According to Psychology Today, cyberbullying is becoming more pervasive. While Illinois law does not expressly outlaw cyberbullying, it does prohibit cyberstalking. Consequently, you may want to discuss the parameters of legal conduct with the children and adolescents in your home.
What is criminal cyberstalking?
In the Land of Lincoln, criminal cyberstalking involves using an electronic communications device to threaten, harass, intimidate or target another person. A single incident, however, is not likely to trigger criminal charges, as state law usually requires misbehavior on two or more occasions.
What penalties are possible for criminal cyberstalking?

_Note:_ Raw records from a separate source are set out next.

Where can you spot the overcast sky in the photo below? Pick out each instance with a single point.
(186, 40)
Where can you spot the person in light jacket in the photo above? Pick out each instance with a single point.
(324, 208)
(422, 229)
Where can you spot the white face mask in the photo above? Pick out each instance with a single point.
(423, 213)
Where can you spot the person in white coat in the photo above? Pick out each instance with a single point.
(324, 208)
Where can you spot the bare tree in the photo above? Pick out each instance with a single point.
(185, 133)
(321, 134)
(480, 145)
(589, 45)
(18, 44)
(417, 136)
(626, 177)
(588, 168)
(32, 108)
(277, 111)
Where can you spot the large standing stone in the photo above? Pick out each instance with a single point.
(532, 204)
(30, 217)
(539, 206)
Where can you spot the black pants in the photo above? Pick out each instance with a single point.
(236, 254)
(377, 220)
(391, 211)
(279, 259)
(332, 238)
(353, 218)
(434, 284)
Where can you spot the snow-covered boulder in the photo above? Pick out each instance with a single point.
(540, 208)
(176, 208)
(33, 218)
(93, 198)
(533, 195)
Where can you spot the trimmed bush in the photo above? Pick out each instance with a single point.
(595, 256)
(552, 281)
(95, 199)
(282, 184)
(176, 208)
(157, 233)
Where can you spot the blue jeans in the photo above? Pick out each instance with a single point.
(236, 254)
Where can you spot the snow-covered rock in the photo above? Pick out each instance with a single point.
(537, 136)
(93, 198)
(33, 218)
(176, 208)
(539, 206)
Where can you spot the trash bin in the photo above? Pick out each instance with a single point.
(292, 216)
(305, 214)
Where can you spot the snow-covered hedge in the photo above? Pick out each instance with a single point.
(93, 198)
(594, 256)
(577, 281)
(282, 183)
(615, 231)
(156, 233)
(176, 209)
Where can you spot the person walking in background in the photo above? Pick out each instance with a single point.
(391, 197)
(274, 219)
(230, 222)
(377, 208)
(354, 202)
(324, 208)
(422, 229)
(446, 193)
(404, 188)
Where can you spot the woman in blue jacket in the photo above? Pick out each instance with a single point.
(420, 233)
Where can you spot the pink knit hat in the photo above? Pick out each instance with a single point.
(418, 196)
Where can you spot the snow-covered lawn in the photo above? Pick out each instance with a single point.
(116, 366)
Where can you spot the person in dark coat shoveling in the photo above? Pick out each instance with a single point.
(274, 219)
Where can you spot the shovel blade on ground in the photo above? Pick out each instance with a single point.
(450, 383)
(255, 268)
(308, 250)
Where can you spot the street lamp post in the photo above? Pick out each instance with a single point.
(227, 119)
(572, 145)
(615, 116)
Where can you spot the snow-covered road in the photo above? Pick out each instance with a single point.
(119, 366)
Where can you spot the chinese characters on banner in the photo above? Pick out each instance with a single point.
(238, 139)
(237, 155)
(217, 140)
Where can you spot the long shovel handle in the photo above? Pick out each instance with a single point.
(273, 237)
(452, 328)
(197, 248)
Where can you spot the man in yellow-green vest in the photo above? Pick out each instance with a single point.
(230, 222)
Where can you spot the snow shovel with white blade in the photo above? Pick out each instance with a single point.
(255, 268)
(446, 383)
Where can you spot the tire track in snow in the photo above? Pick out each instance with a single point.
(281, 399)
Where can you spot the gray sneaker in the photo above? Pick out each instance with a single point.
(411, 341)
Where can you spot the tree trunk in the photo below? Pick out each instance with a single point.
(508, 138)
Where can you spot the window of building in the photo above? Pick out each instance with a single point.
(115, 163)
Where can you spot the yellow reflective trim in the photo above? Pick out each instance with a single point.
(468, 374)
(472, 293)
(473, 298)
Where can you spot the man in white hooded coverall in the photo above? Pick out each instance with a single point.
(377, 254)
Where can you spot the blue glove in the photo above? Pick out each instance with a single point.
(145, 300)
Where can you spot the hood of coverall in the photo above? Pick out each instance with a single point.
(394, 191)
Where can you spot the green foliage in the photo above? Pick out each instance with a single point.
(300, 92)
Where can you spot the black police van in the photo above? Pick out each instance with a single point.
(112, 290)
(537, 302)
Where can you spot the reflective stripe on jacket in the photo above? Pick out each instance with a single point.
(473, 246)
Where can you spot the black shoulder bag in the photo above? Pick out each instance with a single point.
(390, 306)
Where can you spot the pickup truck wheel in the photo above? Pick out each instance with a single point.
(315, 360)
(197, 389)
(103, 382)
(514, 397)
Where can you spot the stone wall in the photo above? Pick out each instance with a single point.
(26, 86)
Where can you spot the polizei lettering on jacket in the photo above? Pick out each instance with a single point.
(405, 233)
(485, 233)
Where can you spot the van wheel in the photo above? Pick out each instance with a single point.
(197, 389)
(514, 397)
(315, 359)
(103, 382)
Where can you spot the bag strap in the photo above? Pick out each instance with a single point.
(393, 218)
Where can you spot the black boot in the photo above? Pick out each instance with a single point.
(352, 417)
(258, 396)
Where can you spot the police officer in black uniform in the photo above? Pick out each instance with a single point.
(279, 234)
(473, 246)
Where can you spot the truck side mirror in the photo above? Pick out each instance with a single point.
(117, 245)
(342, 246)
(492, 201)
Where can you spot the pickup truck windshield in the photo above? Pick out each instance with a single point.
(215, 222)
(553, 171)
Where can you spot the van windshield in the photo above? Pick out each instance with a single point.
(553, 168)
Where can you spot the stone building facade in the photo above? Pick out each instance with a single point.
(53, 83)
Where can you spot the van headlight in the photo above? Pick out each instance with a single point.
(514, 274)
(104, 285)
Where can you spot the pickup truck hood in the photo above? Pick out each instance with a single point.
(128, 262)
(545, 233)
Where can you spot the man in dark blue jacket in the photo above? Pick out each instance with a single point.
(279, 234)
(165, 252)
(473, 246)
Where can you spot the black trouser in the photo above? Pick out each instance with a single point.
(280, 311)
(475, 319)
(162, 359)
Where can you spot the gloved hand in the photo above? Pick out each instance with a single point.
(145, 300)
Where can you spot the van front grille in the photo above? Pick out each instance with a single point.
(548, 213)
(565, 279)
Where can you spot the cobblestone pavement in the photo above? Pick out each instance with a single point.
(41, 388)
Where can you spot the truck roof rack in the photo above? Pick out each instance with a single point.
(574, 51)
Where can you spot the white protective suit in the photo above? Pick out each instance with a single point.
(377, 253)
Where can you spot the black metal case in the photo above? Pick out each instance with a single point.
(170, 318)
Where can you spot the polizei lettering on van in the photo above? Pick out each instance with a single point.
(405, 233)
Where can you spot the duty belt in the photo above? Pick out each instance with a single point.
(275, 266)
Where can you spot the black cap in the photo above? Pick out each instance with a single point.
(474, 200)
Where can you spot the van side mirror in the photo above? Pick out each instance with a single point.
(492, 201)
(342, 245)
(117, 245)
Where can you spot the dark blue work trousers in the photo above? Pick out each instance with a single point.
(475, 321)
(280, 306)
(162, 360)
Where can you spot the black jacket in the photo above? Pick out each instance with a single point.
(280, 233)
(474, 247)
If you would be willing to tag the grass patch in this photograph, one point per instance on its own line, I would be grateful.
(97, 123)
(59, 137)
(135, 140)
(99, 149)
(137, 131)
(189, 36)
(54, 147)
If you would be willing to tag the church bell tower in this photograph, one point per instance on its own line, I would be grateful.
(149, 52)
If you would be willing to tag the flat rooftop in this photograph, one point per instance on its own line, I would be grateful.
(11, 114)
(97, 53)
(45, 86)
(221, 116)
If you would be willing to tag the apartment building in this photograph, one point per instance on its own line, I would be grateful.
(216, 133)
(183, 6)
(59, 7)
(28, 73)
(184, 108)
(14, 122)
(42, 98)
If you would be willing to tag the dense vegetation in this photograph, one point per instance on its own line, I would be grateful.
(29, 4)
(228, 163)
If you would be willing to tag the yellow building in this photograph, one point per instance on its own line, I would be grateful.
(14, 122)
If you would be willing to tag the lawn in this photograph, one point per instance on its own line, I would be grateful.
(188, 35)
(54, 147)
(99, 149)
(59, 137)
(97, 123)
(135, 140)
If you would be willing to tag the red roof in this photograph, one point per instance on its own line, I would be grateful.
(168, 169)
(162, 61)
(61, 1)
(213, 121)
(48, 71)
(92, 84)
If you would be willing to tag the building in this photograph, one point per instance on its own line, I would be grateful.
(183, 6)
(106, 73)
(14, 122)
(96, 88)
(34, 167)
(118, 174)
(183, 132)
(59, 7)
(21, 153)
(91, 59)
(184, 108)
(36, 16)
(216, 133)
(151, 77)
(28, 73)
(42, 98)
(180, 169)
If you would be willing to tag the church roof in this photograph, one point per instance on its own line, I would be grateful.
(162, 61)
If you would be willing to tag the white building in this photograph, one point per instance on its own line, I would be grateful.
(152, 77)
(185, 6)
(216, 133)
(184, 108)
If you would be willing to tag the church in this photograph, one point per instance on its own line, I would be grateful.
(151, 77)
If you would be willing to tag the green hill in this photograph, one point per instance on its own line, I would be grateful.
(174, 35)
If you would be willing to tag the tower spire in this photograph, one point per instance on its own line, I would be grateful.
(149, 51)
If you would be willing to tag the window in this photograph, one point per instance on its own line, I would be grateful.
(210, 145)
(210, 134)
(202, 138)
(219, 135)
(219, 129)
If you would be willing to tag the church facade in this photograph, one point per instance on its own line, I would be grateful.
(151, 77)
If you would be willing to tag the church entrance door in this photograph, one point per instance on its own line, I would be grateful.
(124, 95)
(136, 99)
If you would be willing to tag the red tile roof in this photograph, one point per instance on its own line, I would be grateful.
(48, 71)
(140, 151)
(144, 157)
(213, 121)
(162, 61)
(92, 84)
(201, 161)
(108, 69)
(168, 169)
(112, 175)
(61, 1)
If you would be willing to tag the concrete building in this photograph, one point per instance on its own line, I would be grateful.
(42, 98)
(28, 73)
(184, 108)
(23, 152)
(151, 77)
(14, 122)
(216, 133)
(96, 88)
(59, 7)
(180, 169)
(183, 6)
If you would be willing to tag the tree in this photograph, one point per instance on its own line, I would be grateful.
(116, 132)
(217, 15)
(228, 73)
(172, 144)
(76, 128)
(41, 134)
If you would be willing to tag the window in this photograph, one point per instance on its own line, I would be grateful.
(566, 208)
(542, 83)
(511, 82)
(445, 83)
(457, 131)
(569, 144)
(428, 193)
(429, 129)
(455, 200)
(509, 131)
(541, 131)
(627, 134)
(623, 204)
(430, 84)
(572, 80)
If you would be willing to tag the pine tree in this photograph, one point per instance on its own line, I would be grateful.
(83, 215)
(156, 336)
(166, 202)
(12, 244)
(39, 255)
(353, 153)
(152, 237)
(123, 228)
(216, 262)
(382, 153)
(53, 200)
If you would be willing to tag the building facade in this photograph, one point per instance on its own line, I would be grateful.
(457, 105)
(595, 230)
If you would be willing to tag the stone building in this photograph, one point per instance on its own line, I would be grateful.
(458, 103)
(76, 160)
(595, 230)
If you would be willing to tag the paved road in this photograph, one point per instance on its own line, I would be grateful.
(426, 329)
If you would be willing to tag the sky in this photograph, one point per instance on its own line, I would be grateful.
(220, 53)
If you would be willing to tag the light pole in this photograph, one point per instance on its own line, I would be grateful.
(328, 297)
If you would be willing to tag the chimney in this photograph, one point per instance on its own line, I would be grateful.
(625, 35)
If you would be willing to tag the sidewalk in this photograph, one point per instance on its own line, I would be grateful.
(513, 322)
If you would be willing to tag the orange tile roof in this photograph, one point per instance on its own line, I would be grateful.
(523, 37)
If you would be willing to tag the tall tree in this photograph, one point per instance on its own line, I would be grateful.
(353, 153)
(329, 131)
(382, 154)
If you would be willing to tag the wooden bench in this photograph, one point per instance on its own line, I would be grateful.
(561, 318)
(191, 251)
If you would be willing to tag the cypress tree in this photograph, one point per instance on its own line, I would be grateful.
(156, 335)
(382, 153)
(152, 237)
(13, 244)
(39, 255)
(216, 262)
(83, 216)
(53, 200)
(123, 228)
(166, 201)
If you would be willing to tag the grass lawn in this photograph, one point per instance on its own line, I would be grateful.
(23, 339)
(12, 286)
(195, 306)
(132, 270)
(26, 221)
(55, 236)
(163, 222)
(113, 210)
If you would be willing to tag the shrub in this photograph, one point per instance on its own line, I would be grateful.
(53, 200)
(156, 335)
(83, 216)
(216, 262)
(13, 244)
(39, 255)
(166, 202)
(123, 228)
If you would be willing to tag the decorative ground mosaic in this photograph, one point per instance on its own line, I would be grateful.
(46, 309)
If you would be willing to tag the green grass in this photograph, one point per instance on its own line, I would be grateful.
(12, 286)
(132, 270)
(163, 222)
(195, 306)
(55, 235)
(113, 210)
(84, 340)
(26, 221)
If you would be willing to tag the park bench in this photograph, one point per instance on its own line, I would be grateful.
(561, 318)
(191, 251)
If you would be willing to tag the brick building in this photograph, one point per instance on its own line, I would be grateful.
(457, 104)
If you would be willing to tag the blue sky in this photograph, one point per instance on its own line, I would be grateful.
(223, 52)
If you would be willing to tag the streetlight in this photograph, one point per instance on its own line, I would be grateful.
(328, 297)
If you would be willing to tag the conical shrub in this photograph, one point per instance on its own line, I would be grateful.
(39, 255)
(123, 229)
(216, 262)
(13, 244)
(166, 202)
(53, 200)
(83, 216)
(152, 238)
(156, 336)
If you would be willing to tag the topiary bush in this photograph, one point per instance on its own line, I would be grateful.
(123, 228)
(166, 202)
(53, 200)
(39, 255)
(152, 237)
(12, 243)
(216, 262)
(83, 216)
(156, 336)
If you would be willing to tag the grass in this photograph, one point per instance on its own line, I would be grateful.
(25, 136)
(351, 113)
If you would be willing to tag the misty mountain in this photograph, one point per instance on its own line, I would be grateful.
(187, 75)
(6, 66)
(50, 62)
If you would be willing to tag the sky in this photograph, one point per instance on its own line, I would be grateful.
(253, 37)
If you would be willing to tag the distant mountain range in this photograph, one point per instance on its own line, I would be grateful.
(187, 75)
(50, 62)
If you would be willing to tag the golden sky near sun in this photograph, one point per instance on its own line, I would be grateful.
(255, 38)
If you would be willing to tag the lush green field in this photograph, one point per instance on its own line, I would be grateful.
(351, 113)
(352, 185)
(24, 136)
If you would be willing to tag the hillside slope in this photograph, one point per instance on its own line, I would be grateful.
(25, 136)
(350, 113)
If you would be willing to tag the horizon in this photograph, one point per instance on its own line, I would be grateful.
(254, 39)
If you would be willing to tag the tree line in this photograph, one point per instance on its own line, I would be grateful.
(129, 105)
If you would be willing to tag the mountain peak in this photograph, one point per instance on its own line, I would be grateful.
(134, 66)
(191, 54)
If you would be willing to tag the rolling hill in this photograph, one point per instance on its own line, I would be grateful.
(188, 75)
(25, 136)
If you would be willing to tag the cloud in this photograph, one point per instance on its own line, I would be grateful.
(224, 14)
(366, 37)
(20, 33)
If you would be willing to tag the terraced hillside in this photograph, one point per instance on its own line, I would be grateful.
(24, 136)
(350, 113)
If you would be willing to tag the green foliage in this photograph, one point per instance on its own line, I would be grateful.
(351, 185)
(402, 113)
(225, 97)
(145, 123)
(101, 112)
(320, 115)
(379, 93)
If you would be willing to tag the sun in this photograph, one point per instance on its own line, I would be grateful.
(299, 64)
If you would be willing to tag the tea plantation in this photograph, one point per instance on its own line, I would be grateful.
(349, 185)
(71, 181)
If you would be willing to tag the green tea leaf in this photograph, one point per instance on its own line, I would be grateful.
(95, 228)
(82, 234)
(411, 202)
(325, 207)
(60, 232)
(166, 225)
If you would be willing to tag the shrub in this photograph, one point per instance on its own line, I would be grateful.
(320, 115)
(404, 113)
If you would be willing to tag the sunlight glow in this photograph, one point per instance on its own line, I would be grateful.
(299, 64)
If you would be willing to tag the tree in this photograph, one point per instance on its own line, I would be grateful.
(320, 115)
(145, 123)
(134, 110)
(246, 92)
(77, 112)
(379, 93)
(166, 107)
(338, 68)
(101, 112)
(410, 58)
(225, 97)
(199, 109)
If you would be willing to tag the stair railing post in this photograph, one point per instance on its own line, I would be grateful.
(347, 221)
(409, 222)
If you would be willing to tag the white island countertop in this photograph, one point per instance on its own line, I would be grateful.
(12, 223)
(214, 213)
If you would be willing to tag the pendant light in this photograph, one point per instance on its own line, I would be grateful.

Prosecutors may charge criminal cyberstalking as a Class 4 felony. Upon conviction, a person may face up to three years imprisonment, a fine of up to $25,000 or both. Prosecutors may also bring misdemeanor charges if cyberstalking causes someone to miss school or otherwise interferes with his or her right to obtain an education.
How do schools handle cyberstalking?
If your child engages in cyberstalking, he or she may also face academic consequences, as all schools in Illinois have a cyberbullying policy. Depending on the language of your child’s school’s policy, violating it may lead to suspension or even expulsion.
Just as a conviction for criminal cyberstalking may follow your child for the rest of his or her life, academic punishment may make achieving life goals more difficult. Consequently, it ultimately may be in your child’s interests to mount an aggressive defense to cyberstalking charges.